A close look at BP's own camera footage of the area near the capped well, however, clearly shows leakage from the seabed (see videos below). That would explain why pressure readings have been less than expected. As reported by the Washington Post, initial pressure readings peaked at around 6700 psi, well below the 8000 to 9000 psi that would be considered assurance that the well bore and surrounding seabed are intact. There is no way of knowing how many other leaks may exist farther from the well site.
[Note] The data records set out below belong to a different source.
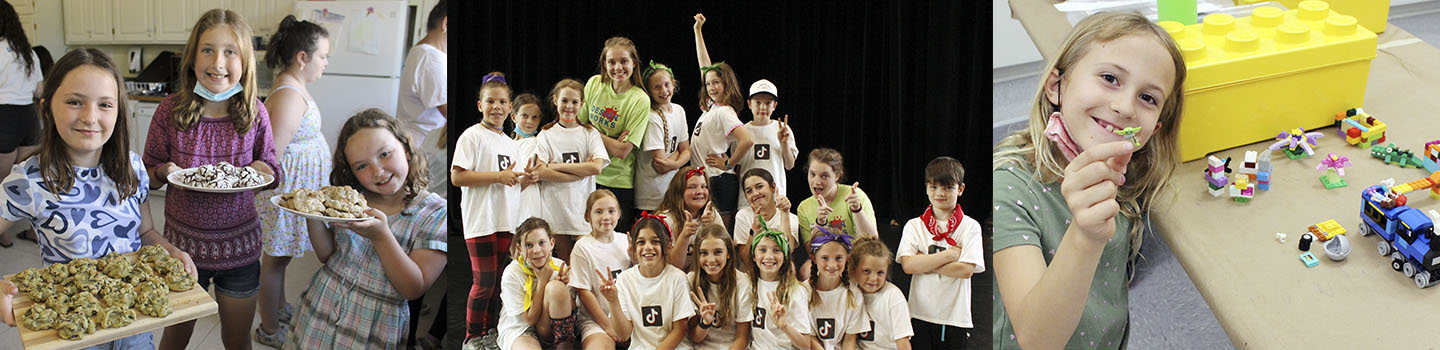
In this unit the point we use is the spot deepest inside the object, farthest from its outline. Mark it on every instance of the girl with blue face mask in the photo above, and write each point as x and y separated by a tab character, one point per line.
216	117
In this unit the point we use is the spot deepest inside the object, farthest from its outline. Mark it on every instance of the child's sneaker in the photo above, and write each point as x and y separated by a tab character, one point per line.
271	340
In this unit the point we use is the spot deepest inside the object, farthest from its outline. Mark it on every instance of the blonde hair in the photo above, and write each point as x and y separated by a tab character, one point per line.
189	107
1154	163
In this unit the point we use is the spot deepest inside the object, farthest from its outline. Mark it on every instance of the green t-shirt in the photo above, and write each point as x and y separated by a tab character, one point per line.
612	114
1028	212
838	211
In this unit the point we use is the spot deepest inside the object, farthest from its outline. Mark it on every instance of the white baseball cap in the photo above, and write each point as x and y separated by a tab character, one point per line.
763	87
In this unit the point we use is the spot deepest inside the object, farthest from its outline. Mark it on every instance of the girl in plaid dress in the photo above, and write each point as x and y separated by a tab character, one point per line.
357	300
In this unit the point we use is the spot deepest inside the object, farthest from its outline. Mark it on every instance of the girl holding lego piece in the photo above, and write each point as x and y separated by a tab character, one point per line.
602	249
300	49
719	128
537	307
373	267
1066	183
651	297
781	301
617	104
684	209
526	115
720	291
835	304
768	209
484	167
884	303
216	117
84	151
569	156
667	138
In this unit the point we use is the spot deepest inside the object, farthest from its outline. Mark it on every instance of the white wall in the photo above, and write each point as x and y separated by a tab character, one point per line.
1013	46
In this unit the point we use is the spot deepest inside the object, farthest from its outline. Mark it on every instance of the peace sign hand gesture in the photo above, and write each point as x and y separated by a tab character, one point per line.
608	287
707	310
776	311
854	199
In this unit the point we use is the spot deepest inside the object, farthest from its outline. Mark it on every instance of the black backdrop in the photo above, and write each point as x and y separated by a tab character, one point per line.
889	84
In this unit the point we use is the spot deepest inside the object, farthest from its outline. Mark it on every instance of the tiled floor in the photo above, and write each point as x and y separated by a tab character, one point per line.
206	336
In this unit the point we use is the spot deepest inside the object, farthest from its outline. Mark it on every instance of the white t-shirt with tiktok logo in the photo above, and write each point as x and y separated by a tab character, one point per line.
766	154
840	313
661	134
763	330
889	319
491	208
563	203
654	304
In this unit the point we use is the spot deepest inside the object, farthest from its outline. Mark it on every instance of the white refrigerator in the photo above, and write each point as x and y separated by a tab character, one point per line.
366	55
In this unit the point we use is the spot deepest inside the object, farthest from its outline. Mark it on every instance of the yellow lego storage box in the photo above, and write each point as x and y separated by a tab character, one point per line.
1371	13
1250	78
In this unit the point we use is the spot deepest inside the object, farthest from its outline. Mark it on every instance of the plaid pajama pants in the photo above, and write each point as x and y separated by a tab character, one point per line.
487	258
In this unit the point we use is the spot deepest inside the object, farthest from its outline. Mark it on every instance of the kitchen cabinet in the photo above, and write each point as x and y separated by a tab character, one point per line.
134	20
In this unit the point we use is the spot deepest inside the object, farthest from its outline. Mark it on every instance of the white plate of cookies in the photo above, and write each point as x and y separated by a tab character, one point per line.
221	177
330	203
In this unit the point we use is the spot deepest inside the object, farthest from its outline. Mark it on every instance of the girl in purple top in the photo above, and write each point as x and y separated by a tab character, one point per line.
216	117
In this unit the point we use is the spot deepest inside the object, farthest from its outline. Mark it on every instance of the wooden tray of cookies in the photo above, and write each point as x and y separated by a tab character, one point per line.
187	306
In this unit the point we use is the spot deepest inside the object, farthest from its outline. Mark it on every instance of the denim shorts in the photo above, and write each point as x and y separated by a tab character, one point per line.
144	340
236	283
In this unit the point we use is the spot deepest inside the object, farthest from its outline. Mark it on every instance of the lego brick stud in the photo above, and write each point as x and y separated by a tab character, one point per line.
1309	259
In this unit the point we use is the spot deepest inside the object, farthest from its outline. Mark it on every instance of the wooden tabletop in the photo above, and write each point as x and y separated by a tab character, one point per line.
1257	287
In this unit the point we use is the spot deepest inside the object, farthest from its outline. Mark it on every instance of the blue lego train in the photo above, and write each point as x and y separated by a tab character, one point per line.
1409	235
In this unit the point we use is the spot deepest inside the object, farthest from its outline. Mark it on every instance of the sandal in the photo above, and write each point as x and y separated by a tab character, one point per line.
285	313
271	340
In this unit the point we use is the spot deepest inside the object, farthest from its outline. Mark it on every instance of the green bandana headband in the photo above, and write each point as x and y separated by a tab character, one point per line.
768	232
712	66
657	66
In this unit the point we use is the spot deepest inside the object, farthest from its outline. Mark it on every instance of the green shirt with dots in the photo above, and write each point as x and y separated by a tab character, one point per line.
1028	212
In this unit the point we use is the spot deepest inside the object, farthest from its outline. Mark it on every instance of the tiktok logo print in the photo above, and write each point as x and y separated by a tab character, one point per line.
869	336
650	316
825	327
503	162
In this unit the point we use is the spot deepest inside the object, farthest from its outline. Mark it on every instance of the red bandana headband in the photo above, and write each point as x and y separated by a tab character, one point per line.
693	172
949	225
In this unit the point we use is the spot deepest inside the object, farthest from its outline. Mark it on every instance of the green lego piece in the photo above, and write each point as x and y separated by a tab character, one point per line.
1129	134
1332	182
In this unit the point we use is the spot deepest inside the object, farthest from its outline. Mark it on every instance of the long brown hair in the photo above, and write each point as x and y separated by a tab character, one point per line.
732	91
55	162
340	175
1155	162
555	92
674	199
13	33
725	303
786	278
189	105
630	48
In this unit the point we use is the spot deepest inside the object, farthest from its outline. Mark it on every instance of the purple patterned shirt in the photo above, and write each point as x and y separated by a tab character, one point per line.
221	231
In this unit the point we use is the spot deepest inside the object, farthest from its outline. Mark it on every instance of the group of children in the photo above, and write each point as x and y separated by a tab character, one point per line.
556	261
85	192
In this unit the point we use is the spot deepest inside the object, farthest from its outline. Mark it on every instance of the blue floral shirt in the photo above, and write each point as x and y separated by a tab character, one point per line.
90	221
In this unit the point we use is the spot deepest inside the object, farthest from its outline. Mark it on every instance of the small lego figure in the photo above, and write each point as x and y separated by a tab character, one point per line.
1296	137
1129	134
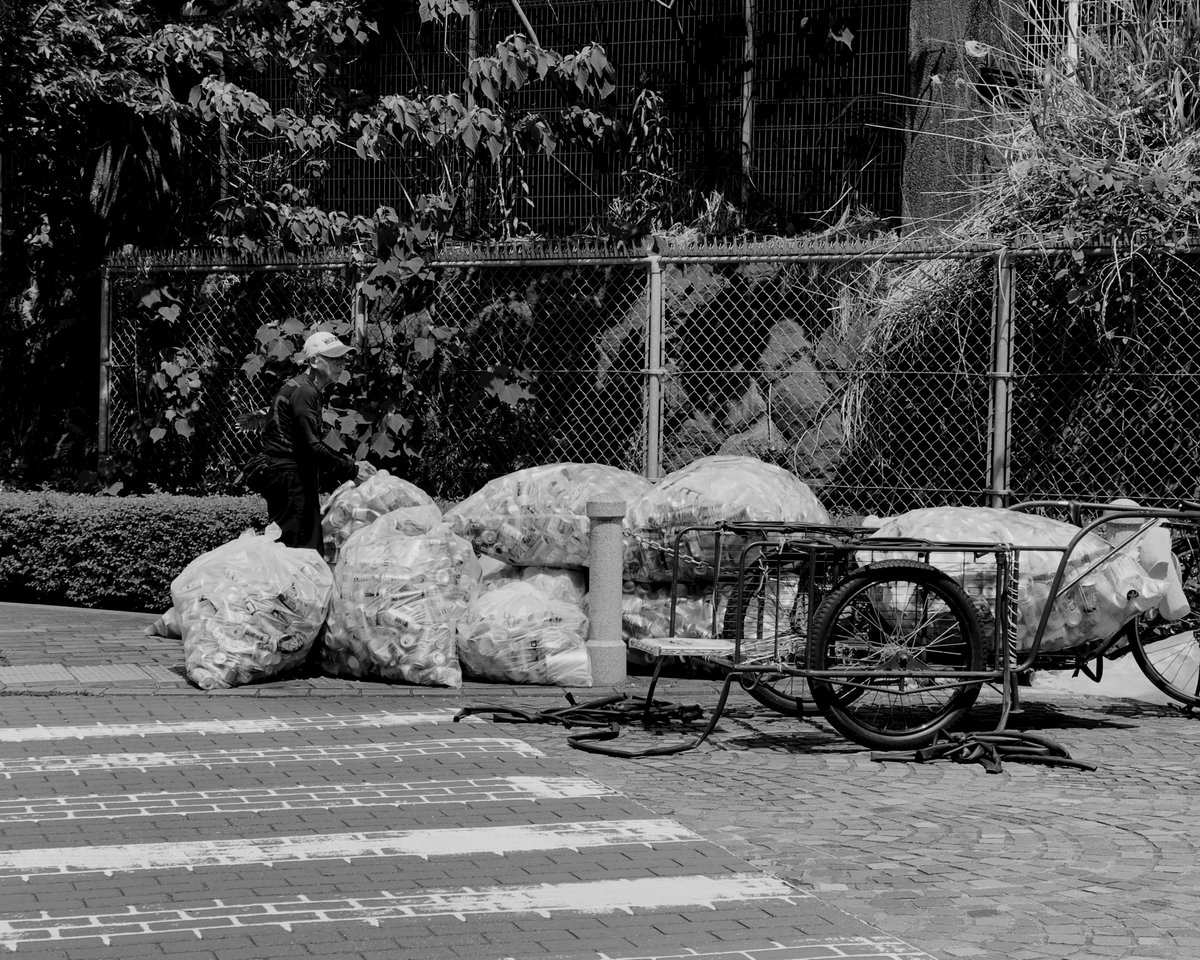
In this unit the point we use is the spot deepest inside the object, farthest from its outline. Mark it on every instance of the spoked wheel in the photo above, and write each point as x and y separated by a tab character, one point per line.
1169	651
772	631
904	622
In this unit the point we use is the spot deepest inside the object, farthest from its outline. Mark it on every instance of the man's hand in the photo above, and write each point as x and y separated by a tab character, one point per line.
365	471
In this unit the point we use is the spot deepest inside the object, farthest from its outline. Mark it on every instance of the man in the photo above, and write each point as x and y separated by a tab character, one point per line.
298	462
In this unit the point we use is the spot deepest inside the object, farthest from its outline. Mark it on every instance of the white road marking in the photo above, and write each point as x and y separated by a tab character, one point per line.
810	948
544	899
466	747
463	841
300	797
217	727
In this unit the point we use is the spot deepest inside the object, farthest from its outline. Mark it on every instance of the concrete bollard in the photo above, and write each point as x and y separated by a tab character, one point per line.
606	558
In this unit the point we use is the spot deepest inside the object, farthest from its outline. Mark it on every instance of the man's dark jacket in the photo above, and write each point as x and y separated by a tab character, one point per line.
294	431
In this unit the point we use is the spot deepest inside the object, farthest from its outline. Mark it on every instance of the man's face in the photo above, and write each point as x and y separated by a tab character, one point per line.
331	366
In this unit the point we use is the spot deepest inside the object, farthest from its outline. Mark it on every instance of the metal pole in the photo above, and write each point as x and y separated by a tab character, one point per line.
606	647
1072	37
654	371
1001	381
748	106
106	359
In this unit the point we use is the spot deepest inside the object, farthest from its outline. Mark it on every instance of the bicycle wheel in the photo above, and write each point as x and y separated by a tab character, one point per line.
903	621
767	628
1169	651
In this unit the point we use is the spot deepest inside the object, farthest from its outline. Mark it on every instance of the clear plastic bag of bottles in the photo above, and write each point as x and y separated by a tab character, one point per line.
250	610
709	491
352	507
399	594
538	516
519	633
1104	587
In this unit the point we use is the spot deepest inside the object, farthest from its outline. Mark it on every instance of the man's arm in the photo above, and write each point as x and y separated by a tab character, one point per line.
306	411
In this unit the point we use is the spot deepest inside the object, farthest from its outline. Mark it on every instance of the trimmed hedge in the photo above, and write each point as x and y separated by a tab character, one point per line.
111	552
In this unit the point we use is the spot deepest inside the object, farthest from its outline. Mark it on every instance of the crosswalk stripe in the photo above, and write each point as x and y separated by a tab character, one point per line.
466	747
459	841
216	727
300	797
545	899
808	948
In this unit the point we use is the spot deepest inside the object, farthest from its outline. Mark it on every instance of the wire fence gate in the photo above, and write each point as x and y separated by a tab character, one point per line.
887	377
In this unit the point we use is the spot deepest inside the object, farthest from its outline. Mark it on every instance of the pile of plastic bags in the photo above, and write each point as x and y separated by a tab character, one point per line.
1098	601
646	612
712	490
400	588
538	516
352	507
250	610
520	633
Michael Rivero, writing on his blog, puts it this way:

Common sense (and engineering) will tell you that if you have a pipe with leaks, putting a cap on one leak simply drives the oil out the other leaks. From an environmental perspective this makes no sense, because the oil is still leaking out of the well, just in a different place. Of greater concern is that the oil can flow out into the surrounding rocks the way the mud did during the failed Top Kill procedure, forming what is called a subsurface blowout....Capping a well with known leaks below the surface really serves only one purpose, and that is to present to the media video images showing the well is capped....But the hard reality being withheld from the public is that the problem is not fixed. The leak has not been stopped, it has just been moved out of sight. The camera feed of the capped well head will be shown constantly to assure Americans that all is well and lull us back to a useful torpor. No other views from around the well will be allowed....Except that the cat is already out of the bag!

The article has several videos of ROVs watching seafloor leaks.

The argument isn't whether there are leaks, but rather where and how bad.

posted on Jul, 19 2010 @ 01:40 PM
I like how in apacheman's OP they are looking for it to hit 7500 psi. When before they were looking for 8000-9000. I guess they're trying to meet in the middle now? Yea total media sham.